The yen’s relative strength against the US dollar has seen Japan’s capital of Tokyo become the most expensive place in Asia for foreigners to live and work.
The Venezuelan city of Carcas topped the global rankings, but Swiss locations dominated the rest of the top five.
“Hong Kong has seen a significant drop in our cost of living rankings for overseas workers, falling behind locations such as Tokyo, Seoul and Shanghai. The main reason behind the drop is the fall in value of the US dollar against which the Hong Kong dollar is pegged, over the last year,” said Lee Quane, Regional Director – Asia, at ECA International
Exchange rates have been the main cause of movements in the rankings in the past 12 months.
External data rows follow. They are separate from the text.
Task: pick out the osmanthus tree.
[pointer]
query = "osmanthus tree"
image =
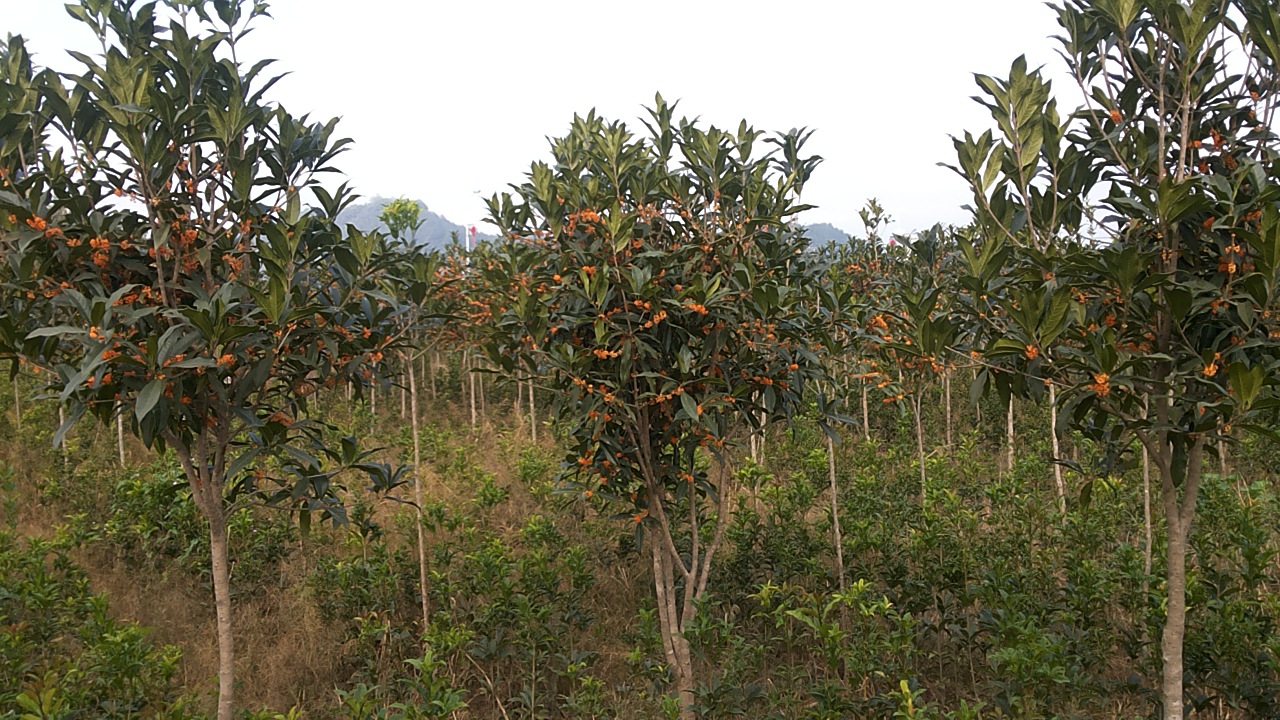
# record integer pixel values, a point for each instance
(915, 331)
(158, 261)
(663, 296)
(1175, 310)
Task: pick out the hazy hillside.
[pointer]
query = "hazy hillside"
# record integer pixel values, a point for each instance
(822, 233)
(435, 229)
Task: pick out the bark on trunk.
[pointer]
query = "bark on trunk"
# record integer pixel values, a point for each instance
(867, 424)
(471, 377)
(919, 445)
(835, 513)
(1057, 450)
(429, 365)
(533, 414)
(119, 436)
(946, 405)
(1179, 514)
(417, 496)
(223, 607)
(1009, 437)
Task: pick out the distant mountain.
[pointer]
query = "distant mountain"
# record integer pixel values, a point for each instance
(822, 233)
(435, 229)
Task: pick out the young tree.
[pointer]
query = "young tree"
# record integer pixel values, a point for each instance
(1176, 140)
(659, 288)
(158, 261)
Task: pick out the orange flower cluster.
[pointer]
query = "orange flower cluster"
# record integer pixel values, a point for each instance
(1101, 384)
(657, 318)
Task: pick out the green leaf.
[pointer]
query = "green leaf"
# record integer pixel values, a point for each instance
(149, 397)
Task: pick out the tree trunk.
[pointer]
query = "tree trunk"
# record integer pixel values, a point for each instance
(835, 513)
(867, 424)
(223, 607)
(119, 436)
(1146, 514)
(673, 643)
(1009, 437)
(919, 442)
(417, 496)
(429, 367)
(62, 446)
(471, 377)
(946, 405)
(1057, 450)
(533, 414)
(1179, 515)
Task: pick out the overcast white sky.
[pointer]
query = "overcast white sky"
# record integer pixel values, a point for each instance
(447, 99)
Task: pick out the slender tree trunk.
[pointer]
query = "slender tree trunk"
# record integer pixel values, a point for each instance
(763, 434)
(1057, 450)
(835, 513)
(223, 607)
(62, 446)
(675, 645)
(919, 443)
(1146, 538)
(533, 414)
(1009, 437)
(471, 377)
(946, 404)
(867, 423)
(1146, 510)
(429, 367)
(480, 381)
(1179, 515)
(417, 496)
(119, 436)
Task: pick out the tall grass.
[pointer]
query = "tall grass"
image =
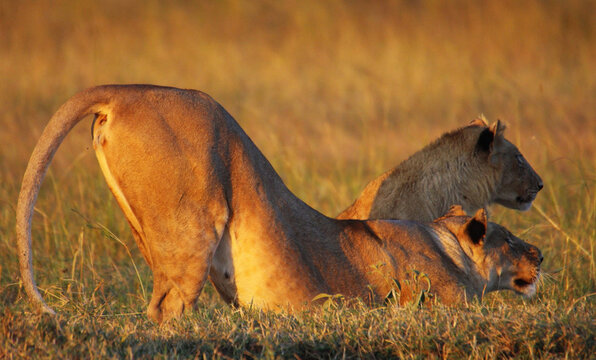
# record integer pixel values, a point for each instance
(333, 93)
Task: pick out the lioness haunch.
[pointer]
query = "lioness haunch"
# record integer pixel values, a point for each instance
(202, 201)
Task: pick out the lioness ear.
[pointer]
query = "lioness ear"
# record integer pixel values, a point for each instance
(479, 121)
(455, 210)
(498, 130)
(475, 228)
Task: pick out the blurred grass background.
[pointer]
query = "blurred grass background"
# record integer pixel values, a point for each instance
(333, 92)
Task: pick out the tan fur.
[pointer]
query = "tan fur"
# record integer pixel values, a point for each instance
(473, 166)
(203, 201)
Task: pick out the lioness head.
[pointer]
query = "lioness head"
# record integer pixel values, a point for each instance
(502, 259)
(519, 183)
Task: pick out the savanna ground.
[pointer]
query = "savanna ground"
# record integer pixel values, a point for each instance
(333, 93)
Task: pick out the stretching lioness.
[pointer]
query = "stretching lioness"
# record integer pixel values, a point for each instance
(202, 200)
(473, 166)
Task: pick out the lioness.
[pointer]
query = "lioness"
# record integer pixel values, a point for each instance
(202, 200)
(473, 166)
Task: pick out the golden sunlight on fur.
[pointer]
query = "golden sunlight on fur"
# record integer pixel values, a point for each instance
(203, 201)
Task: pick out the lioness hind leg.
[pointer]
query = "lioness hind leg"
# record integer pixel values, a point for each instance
(181, 267)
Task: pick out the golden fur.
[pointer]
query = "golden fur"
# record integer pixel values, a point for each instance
(203, 201)
(473, 166)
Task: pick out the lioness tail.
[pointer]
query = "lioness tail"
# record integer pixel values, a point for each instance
(93, 100)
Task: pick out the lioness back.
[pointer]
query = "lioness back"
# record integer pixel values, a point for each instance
(473, 166)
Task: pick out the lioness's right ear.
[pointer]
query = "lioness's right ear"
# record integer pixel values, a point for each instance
(455, 210)
(475, 228)
(479, 121)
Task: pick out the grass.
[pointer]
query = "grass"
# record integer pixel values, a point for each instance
(334, 94)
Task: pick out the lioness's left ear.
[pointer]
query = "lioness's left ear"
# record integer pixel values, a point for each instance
(475, 228)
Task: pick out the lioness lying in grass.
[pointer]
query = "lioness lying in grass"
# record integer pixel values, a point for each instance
(202, 200)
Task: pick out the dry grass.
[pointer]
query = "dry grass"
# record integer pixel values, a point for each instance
(333, 93)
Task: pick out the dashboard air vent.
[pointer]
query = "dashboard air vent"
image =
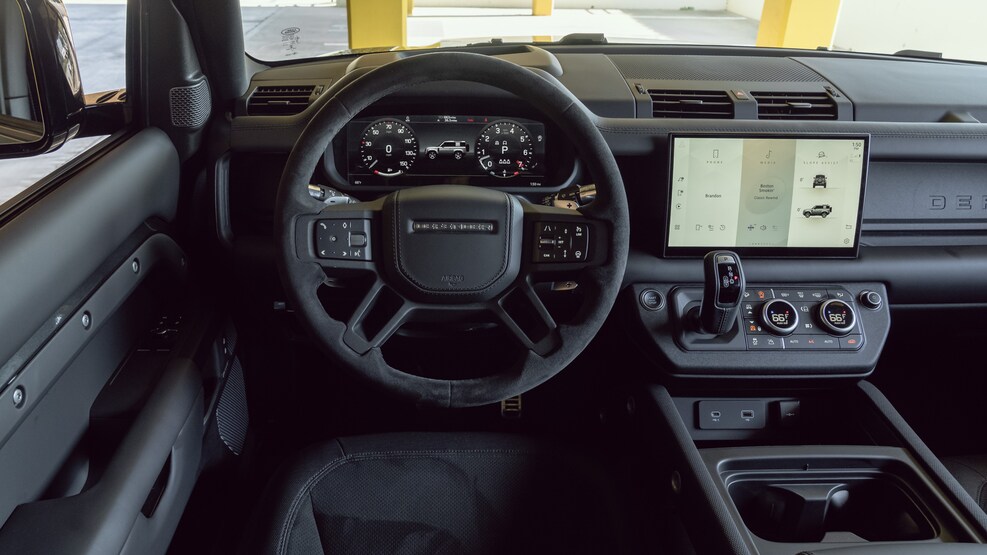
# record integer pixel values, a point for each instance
(281, 100)
(793, 105)
(690, 104)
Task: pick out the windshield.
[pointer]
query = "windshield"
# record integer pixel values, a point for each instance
(279, 30)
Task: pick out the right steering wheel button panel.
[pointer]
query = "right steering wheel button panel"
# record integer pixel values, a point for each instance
(561, 242)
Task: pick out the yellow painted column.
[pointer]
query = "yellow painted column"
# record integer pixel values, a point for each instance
(798, 23)
(374, 23)
(542, 7)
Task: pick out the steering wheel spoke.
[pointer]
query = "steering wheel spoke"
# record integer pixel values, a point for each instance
(379, 315)
(526, 316)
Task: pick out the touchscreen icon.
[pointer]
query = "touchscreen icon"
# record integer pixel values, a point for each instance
(818, 210)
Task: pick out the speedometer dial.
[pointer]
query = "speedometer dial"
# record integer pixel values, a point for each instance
(388, 147)
(505, 149)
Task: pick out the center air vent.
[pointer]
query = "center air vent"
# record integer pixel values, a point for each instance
(690, 104)
(792, 105)
(281, 100)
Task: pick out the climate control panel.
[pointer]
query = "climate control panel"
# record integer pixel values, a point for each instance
(800, 318)
(781, 330)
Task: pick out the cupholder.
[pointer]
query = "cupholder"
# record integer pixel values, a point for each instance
(805, 508)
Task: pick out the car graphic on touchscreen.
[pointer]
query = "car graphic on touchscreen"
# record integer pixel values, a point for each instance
(818, 210)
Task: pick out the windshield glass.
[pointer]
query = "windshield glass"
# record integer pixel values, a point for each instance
(280, 30)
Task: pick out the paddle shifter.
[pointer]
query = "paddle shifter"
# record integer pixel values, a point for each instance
(723, 289)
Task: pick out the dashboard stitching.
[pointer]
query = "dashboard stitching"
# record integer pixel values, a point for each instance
(399, 260)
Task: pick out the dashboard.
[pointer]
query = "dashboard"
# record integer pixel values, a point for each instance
(828, 172)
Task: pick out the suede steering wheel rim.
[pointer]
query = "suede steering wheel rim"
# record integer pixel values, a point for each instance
(297, 216)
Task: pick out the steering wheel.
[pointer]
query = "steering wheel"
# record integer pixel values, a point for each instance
(439, 250)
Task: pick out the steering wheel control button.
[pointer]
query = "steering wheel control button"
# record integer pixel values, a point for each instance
(357, 239)
(652, 299)
(837, 317)
(343, 239)
(779, 316)
(871, 299)
(765, 343)
(561, 242)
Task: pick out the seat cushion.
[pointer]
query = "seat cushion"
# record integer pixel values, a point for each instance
(971, 472)
(439, 493)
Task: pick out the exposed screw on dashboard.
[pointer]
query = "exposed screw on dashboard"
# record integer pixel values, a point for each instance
(18, 396)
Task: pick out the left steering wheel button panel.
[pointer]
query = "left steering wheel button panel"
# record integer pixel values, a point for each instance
(344, 239)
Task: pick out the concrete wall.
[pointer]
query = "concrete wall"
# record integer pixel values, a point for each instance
(582, 4)
(747, 8)
(953, 27)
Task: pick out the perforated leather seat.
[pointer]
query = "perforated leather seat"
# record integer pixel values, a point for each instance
(439, 493)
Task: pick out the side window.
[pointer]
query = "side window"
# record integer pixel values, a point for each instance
(99, 31)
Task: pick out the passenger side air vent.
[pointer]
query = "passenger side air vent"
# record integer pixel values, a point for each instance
(795, 106)
(690, 104)
(282, 100)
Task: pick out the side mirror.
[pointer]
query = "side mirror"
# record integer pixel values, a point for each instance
(41, 99)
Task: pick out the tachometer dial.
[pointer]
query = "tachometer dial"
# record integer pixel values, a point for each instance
(505, 149)
(388, 147)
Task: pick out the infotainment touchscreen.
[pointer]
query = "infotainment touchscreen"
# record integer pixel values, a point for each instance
(766, 195)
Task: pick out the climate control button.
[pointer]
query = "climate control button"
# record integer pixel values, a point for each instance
(779, 316)
(837, 317)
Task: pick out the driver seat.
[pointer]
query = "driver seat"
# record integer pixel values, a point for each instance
(444, 493)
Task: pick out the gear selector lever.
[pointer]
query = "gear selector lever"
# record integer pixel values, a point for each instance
(723, 288)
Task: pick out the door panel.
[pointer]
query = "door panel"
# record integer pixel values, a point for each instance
(86, 271)
(49, 250)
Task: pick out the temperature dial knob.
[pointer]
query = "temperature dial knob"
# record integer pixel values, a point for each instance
(837, 317)
(779, 316)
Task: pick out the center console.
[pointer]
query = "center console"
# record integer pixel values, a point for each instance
(770, 441)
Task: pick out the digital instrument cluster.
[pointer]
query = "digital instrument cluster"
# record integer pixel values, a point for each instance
(427, 150)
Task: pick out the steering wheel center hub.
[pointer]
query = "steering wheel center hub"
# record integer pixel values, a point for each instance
(452, 244)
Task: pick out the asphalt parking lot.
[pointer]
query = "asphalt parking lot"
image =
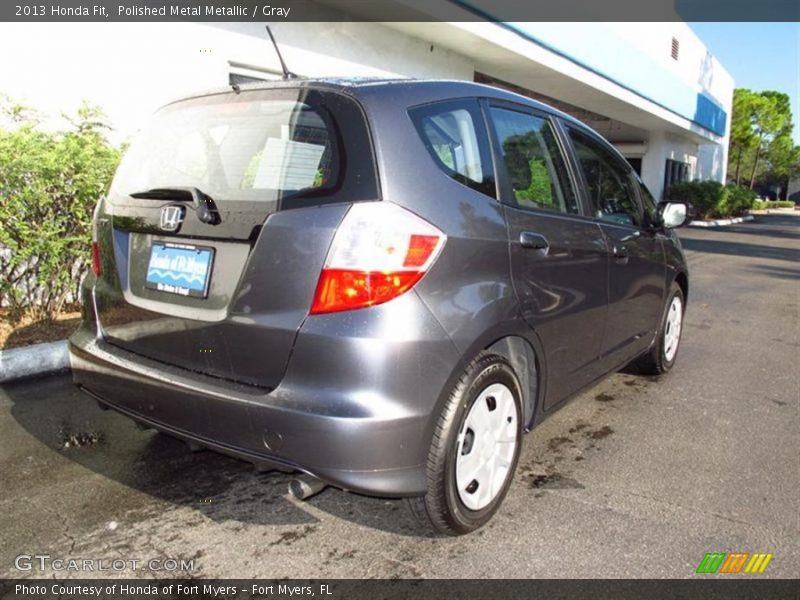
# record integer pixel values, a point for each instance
(635, 478)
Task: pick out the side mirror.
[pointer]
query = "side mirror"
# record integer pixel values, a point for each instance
(673, 214)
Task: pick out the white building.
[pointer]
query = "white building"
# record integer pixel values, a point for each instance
(653, 89)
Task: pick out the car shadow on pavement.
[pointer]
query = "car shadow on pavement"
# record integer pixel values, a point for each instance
(67, 424)
(718, 246)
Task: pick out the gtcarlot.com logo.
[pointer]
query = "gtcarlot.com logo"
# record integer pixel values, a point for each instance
(43, 562)
(734, 562)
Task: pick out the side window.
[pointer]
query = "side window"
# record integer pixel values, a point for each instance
(612, 196)
(533, 160)
(650, 206)
(454, 134)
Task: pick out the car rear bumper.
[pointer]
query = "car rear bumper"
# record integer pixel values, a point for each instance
(354, 411)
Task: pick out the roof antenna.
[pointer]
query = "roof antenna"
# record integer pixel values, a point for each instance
(287, 74)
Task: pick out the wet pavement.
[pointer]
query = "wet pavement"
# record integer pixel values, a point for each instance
(637, 477)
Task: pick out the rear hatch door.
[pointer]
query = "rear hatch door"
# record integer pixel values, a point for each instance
(217, 225)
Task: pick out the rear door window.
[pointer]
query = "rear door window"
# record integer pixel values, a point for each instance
(454, 134)
(533, 160)
(612, 195)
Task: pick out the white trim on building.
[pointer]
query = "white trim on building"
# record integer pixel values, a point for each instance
(130, 69)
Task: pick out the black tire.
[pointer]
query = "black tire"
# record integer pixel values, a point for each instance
(442, 508)
(655, 362)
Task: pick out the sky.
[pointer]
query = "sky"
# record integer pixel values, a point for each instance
(759, 56)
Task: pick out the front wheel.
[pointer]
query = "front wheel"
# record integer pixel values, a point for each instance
(665, 349)
(475, 449)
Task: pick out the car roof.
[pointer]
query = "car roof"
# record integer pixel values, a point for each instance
(416, 91)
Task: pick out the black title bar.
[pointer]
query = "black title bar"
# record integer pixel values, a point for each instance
(399, 10)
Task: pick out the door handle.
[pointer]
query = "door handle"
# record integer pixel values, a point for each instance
(534, 241)
(620, 253)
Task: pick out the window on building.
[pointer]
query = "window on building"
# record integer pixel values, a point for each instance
(636, 164)
(533, 160)
(454, 135)
(676, 46)
(675, 172)
(612, 195)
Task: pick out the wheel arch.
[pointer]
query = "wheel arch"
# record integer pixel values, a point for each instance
(523, 359)
(682, 279)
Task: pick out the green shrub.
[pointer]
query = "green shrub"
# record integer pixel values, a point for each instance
(49, 185)
(704, 196)
(711, 199)
(767, 204)
(736, 201)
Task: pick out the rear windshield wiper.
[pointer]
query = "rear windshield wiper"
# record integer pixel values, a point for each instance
(205, 207)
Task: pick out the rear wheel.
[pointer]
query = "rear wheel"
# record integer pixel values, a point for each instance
(662, 355)
(475, 449)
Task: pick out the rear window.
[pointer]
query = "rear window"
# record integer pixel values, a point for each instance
(259, 146)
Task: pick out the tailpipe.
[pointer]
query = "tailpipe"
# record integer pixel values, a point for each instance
(306, 486)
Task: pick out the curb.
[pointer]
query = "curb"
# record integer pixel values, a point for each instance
(32, 361)
(721, 222)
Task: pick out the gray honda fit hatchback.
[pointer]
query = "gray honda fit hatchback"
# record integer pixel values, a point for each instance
(381, 284)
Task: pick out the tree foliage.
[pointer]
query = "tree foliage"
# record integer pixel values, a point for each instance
(761, 146)
(50, 183)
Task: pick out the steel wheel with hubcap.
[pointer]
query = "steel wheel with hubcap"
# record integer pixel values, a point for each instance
(660, 358)
(474, 450)
(485, 447)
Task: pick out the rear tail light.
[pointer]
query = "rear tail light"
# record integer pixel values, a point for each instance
(379, 252)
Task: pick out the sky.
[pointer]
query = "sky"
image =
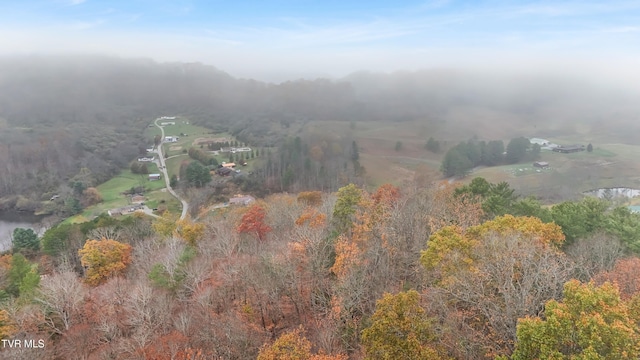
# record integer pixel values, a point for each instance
(282, 40)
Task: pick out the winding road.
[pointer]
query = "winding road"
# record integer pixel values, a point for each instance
(163, 168)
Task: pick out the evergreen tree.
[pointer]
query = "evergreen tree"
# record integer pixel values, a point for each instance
(433, 145)
(517, 150)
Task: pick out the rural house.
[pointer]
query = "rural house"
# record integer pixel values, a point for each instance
(224, 171)
(569, 149)
(242, 200)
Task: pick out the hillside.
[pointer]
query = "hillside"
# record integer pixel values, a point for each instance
(59, 115)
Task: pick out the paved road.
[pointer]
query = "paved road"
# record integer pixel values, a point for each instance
(163, 168)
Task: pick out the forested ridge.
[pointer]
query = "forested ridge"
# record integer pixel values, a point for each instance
(437, 272)
(63, 115)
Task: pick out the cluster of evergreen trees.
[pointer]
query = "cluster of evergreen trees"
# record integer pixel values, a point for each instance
(460, 159)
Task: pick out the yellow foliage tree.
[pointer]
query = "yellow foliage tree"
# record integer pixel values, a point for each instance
(166, 224)
(103, 259)
(189, 231)
(293, 346)
(399, 329)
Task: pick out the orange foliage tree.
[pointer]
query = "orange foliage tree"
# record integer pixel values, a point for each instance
(625, 275)
(293, 346)
(447, 209)
(253, 223)
(189, 231)
(104, 259)
(310, 198)
(492, 274)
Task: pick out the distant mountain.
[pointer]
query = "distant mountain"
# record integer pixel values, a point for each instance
(60, 114)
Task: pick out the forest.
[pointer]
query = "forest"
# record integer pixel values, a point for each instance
(444, 271)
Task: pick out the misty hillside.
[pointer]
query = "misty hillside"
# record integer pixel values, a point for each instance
(61, 114)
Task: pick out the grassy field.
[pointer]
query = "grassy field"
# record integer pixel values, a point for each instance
(112, 196)
(610, 164)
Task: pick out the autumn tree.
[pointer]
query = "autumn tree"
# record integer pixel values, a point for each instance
(625, 275)
(189, 231)
(25, 240)
(23, 276)
(61, 296)
(103, 259)
(495, 273)
(293, 345)
(310, 198)
(448, 208)
(345, 208)
(253, 222)
(289, 346)
(166, 224)
(590, 322)
(399, 329)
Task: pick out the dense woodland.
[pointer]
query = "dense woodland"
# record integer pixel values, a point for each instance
(80, 119)
(320, 267)
(439, 272)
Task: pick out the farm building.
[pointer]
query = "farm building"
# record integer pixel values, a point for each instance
(137, 199)
(125, 210)
(224, 171)
(541, 142)
(566, 149)
(241, 200)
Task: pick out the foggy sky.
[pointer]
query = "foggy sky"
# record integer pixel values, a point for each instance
(277, 41)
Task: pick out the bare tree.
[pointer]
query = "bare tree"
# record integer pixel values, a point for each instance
(594, 254)
(61, 296)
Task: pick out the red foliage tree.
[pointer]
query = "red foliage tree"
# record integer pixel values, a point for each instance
(253, 222)
(625, 275)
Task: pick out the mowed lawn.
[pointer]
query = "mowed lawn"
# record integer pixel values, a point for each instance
(112, 190)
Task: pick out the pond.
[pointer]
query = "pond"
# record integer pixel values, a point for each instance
(12, 220)
(609, 193)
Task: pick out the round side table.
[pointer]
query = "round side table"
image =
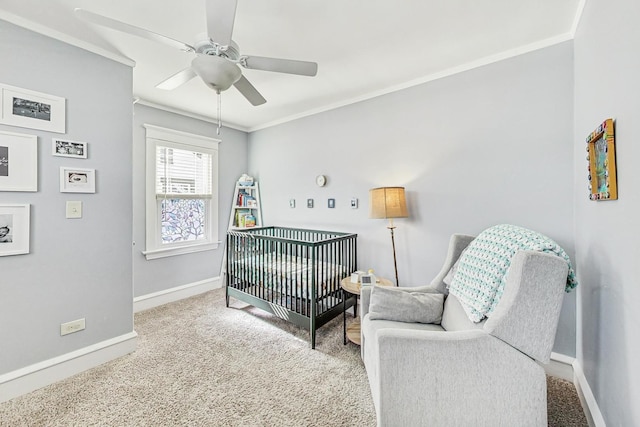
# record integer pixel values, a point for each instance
(352, 332)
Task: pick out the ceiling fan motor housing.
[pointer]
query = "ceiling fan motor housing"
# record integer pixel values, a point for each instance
(217, 72)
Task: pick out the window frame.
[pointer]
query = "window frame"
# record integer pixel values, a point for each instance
(159, 136)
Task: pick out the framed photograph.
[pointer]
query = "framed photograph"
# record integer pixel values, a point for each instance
(601, 155)
(74, 180)
(30, 109)
(18, 162)
(66, 148)
(14, 229)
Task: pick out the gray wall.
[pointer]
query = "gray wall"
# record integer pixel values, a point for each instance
(487, 146)
(166, 273)
(82, 267)
(607, 61)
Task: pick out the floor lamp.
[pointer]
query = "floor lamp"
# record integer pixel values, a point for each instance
(388, 202)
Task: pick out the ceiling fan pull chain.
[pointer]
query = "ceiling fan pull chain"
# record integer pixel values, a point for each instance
(219, 112)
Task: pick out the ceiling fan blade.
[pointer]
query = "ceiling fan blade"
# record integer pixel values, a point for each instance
(178, 79)
(288, 66)
(103, 21)
(221, 15)
(249, 92)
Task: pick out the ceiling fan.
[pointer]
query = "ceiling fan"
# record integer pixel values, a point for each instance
(217, 57)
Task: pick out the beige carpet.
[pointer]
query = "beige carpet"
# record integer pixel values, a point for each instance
(201, 364)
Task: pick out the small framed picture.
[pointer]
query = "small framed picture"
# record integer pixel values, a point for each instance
(14, 229)
(66, 148)
(33, 110)
(18, 162)
(601, 158)
(74, 180)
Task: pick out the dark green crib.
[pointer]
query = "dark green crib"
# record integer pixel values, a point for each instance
(290, 272)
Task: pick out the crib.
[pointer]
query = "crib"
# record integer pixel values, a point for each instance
(290, 272)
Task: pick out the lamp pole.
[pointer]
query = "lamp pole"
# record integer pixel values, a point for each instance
(391, 227)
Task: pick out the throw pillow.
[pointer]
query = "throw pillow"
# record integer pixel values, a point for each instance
(411, 305)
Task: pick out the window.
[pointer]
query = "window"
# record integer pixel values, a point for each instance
(181, 192)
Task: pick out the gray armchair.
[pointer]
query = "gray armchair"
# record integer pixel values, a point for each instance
(460, 373)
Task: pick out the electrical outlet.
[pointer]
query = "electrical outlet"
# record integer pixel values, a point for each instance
(71, 327)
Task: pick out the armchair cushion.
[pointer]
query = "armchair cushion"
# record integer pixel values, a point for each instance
(411, 305)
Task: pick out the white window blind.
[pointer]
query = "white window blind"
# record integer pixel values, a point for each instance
(182, 173)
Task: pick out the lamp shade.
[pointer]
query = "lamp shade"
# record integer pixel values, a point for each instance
(387, 202)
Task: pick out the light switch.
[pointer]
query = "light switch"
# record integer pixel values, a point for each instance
(74, 209)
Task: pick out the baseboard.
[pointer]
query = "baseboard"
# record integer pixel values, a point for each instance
(588, 400)
(560, 366)
(41, 374)
(177, 293)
“Rates of price increases throughout most of the major locations in Asia researched has been quite low. Currency movements, on the other hand, have been quite volatile with several emerging market currencies strengthening against the US dollar in the last year,” explained Quane.
Every one of the Chinese cities included in the survey has seen a rise in the global rankings from last year. Shanghai was the highest placed Chinese city on the list in 10th place overall.
Singapore ranked 9th in Asia, and 20th globally.
“The price of goods and services included in our basket of goods has only seen modest increase in Singapore over the past 12 months, in line with other similar economies in Asia. However, the rise in the rankings has been due to the relative strength of the Singapore dollar versus the US greenback in the past year,” said Quane.
Meanwhile, locations in both Malaysia and Thailand have risen in ECA’s rankings, with Bangkok entering the global top 100 for the first time.
“Once again prices increased at a relatively low rate, in both countries. In the case of Malaysia, especially in Kuala Lumpur, this shows that the inflationary impact of the imposition of GST seems to have been brought under control. Rather, it is the relative appreciation of each country’s currency that saw Bangkok and Kuala Lumpur rise in our rankings to 99 and 182 respectively,” said Quane.